Solved – Intepreting Doc2Vec, Cosine Similarity between Doc Vectors and Word Vectors

machine learningnatural languageneural networksword2vec

After training a doc2vec network can you only compare word vectors with each other and doc vectors with each other? Or does it also make sense to compare word vectors with doc vectors? Well, of course assuming that the dimensionality of the doc vector is the same as for the word vector (as for instance in a neural network that sums all word and doc vectors instead of concatenating them for classification).

For instance, if I have a high cosine similarity between a document vector and a particular word vector, does this imply that the document is somehow semantically similar to the word and vice versa? Thanks!

Best Answer

There's a paper, Document Embedding With Paragraph Vectors, which does PV-DBOW doc-vector training simultaneous with skip-gram word-vector training and gets interesting results where word-vectors and doc-vectors can be meaningfully compared or even added/subtracted.

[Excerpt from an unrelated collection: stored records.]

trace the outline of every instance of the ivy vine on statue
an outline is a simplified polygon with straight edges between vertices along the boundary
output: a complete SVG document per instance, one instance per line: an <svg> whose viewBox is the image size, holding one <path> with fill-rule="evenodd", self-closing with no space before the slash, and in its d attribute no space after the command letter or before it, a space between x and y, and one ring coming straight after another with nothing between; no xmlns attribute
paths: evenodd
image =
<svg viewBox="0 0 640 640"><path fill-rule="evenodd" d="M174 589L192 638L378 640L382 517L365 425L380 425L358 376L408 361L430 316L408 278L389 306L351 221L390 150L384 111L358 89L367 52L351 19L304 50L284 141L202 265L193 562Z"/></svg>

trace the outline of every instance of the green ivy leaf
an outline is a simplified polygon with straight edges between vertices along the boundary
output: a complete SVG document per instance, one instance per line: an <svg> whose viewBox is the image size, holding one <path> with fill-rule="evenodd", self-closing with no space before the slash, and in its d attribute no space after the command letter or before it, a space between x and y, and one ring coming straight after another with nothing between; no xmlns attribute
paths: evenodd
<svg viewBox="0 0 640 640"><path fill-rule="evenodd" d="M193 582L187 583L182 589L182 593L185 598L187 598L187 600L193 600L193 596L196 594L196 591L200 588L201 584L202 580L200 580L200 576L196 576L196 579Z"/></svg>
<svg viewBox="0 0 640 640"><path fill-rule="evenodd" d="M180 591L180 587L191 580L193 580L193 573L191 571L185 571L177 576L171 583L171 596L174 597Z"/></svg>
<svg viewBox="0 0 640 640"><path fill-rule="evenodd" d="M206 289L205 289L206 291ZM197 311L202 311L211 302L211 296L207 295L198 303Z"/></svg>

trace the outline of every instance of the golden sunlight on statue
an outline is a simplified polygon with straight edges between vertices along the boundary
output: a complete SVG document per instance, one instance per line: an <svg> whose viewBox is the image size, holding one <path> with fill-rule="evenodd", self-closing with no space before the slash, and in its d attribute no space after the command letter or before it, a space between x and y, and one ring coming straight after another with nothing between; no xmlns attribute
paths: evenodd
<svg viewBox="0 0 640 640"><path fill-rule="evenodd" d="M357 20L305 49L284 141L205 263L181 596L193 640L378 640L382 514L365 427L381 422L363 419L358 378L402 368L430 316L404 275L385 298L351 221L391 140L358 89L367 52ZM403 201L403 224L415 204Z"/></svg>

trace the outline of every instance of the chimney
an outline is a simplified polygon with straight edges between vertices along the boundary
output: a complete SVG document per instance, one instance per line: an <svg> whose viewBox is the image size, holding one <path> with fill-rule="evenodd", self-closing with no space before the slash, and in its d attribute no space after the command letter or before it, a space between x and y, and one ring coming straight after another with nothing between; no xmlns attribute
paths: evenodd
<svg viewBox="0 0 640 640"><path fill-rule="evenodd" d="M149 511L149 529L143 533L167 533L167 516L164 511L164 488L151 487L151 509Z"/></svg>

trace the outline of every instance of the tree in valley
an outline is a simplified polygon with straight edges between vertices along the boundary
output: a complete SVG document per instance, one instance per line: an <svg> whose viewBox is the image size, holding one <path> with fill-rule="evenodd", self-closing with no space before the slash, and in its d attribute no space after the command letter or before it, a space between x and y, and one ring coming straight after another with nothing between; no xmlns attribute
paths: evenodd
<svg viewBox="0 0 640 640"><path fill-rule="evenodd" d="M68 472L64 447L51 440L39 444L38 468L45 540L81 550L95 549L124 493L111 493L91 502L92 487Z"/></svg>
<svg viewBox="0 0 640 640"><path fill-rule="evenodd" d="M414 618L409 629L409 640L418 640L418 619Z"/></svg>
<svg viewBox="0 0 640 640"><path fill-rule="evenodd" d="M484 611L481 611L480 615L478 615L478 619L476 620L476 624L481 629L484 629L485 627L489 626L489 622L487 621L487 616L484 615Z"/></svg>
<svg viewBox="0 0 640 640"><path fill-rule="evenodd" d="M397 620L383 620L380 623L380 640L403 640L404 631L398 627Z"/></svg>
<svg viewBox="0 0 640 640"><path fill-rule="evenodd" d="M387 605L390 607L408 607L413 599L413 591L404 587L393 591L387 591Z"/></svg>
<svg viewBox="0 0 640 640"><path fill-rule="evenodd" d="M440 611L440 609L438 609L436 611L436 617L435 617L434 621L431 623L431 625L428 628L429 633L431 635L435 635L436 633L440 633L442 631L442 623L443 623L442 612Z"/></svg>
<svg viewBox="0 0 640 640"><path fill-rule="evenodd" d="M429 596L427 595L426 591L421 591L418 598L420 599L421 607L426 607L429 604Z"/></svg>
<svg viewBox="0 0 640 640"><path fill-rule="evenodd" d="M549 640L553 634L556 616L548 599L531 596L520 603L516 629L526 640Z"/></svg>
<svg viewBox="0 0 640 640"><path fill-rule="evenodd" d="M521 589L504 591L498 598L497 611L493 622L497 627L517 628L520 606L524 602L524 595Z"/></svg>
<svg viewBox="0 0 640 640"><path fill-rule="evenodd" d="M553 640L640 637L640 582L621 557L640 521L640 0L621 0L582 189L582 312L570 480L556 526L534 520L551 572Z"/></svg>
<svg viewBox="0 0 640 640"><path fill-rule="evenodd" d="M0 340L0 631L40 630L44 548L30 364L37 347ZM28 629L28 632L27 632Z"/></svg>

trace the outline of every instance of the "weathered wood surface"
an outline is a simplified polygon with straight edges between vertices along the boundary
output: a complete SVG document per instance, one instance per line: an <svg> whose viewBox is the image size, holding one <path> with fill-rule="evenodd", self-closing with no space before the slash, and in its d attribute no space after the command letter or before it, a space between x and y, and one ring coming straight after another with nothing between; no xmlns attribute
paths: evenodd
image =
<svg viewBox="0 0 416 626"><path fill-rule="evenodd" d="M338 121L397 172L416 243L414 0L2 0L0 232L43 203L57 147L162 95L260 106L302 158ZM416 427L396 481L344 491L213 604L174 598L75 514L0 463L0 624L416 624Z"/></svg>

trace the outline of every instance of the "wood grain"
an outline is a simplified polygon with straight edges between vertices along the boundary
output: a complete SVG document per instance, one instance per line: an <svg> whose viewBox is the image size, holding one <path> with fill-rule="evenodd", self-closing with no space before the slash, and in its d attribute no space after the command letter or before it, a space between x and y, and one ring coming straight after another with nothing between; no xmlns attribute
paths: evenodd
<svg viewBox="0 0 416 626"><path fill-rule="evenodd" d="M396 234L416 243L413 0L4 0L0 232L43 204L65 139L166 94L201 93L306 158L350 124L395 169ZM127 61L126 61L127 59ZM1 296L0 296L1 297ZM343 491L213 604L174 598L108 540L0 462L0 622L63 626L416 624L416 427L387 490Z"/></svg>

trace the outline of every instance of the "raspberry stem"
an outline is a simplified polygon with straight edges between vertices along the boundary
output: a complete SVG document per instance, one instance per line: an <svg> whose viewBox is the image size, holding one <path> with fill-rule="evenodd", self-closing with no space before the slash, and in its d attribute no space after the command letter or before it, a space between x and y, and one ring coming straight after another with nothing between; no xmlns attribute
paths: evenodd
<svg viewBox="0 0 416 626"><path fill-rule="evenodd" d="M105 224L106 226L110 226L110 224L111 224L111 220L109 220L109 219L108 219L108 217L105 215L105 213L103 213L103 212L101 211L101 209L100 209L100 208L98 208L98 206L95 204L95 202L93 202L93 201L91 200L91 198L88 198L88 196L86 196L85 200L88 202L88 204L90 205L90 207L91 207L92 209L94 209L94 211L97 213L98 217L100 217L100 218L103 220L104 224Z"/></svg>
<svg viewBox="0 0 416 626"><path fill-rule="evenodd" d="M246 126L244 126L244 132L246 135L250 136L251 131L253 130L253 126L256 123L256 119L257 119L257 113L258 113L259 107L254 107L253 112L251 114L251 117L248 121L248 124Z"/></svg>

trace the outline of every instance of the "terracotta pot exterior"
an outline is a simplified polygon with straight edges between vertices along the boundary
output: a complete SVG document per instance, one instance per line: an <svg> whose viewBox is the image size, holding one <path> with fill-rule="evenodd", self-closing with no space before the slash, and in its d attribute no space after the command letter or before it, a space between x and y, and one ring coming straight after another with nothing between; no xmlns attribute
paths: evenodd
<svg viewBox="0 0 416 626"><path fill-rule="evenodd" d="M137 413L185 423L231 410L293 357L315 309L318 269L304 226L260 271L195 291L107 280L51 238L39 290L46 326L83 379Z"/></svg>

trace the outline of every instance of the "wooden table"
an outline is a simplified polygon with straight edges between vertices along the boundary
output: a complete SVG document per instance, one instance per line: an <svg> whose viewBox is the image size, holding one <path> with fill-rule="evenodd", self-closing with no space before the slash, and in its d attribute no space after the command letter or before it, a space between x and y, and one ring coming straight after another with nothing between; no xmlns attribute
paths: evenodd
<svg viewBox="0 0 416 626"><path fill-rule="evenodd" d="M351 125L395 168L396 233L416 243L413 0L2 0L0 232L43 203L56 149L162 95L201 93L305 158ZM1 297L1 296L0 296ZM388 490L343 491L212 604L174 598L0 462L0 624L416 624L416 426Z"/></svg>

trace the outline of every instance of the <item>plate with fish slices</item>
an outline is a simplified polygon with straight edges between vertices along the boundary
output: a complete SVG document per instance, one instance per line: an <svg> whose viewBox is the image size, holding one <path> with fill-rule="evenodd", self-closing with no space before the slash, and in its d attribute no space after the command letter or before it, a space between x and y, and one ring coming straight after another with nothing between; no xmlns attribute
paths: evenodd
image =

Their mode is analogous to gensim's Doc2Vec dm=0, dbow_words=1 mode. (Note that without dbow_words=1, DBOW training does not need or train per-word vectors... so any you word-vectors see in the model are just the random initializations.) Other PV-DM modes (dm=1) also create word-vectors that may be comparable to doc-vectors.

(Note, though, that the "concatenative input" mode (dm=1, dm_concat=1) never mixes candidate doc-vectors and candidate word-vectors into the same input slots. Thus they don't 'pull' against each other in the same weights/dimensions during training, and are unlikely to then be comparable as in the other modes. This dm_concat mode also results in the biggest, slowest-to-train models and may only show benefits – if ever – with gigantic training sets.)

However, there's not yet a lot of published experience about how to interpret these word-vectors and doc-vectors in the "same space", or how to make them more useful for certain purposes.